Both the county and the Oakland/Berkeley/Alameda continuum of care, a group of organizations and individuals that coordinate funding for services and housing, failed to submit timely and accurate data to the federal Homeless Management Information System (HMIS), a database for client-level and service delivery data on homelessness prevention efforts. Data was also unavailable to the city’s coordinated entry system, a service through which homeless individuals can be matched with housing and other resources through Alameda County’s Health Care Services Agency.
As a result, the city’s crisis response had mixed results in placing homeless individuals in permanent housing and enrolling them in health and income benefit programs. Poor data management, lack of coordination among service providers and the city as well as an absence of metrics to measure progress with available data contributed to Oakland’s shortcomings, the audit said.
“Underlying these mixed results is the City’s access to timely, accurate, and complete data and its ability to use this data to adequately evaluate its own performance and the performance of the service providers contracted to provide direct homelessness services,” City Auditor Courtney Ruby said in the report. “This was compounded by the fact that the City’s contract monitoring activities were incomplete, inadequately documented, and did not sufficiently address service delivery concerns.”
For example, in FY 2018 one shelter provider’s data suggested only 10 participants exited the program, but in reality the count was much more, the audit said.
In 2019, a review of the continuum of care revealed that the organization had no monitoring process or a data quality plan, meaning there was a risk of bad data.
In FY 2020, no COVID response programs entered health benefits-related data into the HMIS, which made it appear as if homelessness program participants were not enrolled in mainstream or health insurance benefits, the report revealed.
“The City should … analyze data quality and assist service providers in remediating any data concerns if needed,” Ruby said. “The City should also develop procedures to regularly monitor data quality and work with the County to ensure that service providers are adequately trained on how to use HMIS.”

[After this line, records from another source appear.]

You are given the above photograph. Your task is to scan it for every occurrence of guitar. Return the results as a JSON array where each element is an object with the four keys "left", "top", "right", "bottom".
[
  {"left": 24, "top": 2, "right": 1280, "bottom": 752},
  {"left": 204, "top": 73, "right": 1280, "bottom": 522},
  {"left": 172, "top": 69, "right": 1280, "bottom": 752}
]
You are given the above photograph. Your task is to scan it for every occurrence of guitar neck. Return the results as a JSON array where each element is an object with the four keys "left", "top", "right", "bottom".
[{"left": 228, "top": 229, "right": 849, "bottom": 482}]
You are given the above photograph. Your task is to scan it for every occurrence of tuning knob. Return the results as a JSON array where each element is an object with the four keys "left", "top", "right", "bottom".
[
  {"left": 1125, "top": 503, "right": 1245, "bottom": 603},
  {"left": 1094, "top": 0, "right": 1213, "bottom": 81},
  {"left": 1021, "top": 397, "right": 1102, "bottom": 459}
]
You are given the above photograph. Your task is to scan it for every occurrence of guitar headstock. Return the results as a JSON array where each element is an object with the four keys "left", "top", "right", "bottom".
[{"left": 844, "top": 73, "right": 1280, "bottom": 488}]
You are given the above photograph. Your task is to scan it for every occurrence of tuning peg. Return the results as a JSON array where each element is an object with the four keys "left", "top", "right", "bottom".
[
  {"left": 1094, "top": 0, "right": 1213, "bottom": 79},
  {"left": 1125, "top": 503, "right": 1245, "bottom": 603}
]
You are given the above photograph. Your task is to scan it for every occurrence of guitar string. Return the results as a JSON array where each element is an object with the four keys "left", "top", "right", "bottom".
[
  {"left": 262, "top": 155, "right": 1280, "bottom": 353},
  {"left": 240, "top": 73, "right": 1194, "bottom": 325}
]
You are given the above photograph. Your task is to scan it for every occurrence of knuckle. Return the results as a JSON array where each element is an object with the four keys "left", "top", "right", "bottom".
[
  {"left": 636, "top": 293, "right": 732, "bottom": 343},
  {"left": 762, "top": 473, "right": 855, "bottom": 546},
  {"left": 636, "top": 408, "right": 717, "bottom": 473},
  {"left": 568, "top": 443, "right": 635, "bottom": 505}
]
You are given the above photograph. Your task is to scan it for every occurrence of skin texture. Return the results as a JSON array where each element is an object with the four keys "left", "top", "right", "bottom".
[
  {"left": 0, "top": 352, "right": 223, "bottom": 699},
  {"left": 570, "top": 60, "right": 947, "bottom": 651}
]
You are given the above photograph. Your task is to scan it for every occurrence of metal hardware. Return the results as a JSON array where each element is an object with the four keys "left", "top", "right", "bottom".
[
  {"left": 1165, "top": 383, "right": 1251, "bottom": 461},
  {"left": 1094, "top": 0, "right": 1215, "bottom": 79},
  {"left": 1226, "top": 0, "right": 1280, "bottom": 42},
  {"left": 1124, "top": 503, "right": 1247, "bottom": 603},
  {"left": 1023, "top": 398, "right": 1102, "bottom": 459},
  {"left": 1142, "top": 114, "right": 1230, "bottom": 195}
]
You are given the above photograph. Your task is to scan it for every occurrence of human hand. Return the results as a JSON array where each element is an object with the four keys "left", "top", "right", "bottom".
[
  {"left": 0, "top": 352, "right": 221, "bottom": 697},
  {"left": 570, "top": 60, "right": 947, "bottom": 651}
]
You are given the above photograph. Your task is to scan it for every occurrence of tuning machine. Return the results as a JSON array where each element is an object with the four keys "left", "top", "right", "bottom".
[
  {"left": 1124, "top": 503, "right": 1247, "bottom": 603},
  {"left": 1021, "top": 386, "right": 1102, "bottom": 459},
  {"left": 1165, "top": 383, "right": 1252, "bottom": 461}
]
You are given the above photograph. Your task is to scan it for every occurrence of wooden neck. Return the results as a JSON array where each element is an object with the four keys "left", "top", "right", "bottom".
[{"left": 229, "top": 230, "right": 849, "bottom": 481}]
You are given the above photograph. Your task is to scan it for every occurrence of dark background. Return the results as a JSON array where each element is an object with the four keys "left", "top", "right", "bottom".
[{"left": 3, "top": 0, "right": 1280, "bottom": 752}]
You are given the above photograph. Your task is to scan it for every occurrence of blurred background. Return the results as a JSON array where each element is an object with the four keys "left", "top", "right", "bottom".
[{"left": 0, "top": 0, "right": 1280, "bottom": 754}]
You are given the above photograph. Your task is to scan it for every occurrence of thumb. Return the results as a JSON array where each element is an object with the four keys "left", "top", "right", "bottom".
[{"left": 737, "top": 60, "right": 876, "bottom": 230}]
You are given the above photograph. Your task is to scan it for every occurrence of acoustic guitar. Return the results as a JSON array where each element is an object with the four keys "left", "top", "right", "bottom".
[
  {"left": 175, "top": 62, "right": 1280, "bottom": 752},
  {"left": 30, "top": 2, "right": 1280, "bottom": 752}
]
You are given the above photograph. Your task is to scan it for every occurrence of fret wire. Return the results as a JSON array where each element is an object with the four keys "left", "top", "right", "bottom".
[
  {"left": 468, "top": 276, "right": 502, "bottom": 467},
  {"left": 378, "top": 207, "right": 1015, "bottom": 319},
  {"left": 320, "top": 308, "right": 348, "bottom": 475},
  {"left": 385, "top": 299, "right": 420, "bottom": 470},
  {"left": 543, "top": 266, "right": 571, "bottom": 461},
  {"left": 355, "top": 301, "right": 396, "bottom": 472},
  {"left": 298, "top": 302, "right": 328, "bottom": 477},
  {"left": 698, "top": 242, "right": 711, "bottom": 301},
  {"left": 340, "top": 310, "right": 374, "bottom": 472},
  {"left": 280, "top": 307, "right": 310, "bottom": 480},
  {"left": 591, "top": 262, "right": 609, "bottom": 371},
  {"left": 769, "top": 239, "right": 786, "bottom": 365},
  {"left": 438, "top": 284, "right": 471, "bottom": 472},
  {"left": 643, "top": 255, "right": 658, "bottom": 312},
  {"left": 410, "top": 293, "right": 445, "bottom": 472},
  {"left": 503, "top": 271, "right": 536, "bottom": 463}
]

The audit recommends city staff and service providers take appropriate steps to ensure that HMIS data is timely, accurate and complete. The city should also ensure it has staff with the technical skills to standardize valuable reports, analyze them and HMIS data as a whole and provide accessible dashboards for reference by employees, policymakers and the general public.
Fortunato Bas, who took office in 2019 and focused her efforts on providing housing, shaping the city budget to its residents’ needs and offering equitable services to individuals, originally called for the audit in 2019 in response to Oakland’s homelessness crisis, which has grown nearly 25% since then, the statement said.
“With this baseline information, Oakland must create stronger programs and services with management systems for accountability and results so that we can develop an impactful strategic plan to address the homelessness crisis,” Fortunato Bas said. “Our unsheltered neighbors deserve services that lead to dignity and permanent housing, and our taxpayers deserve accountability and results from our investments.”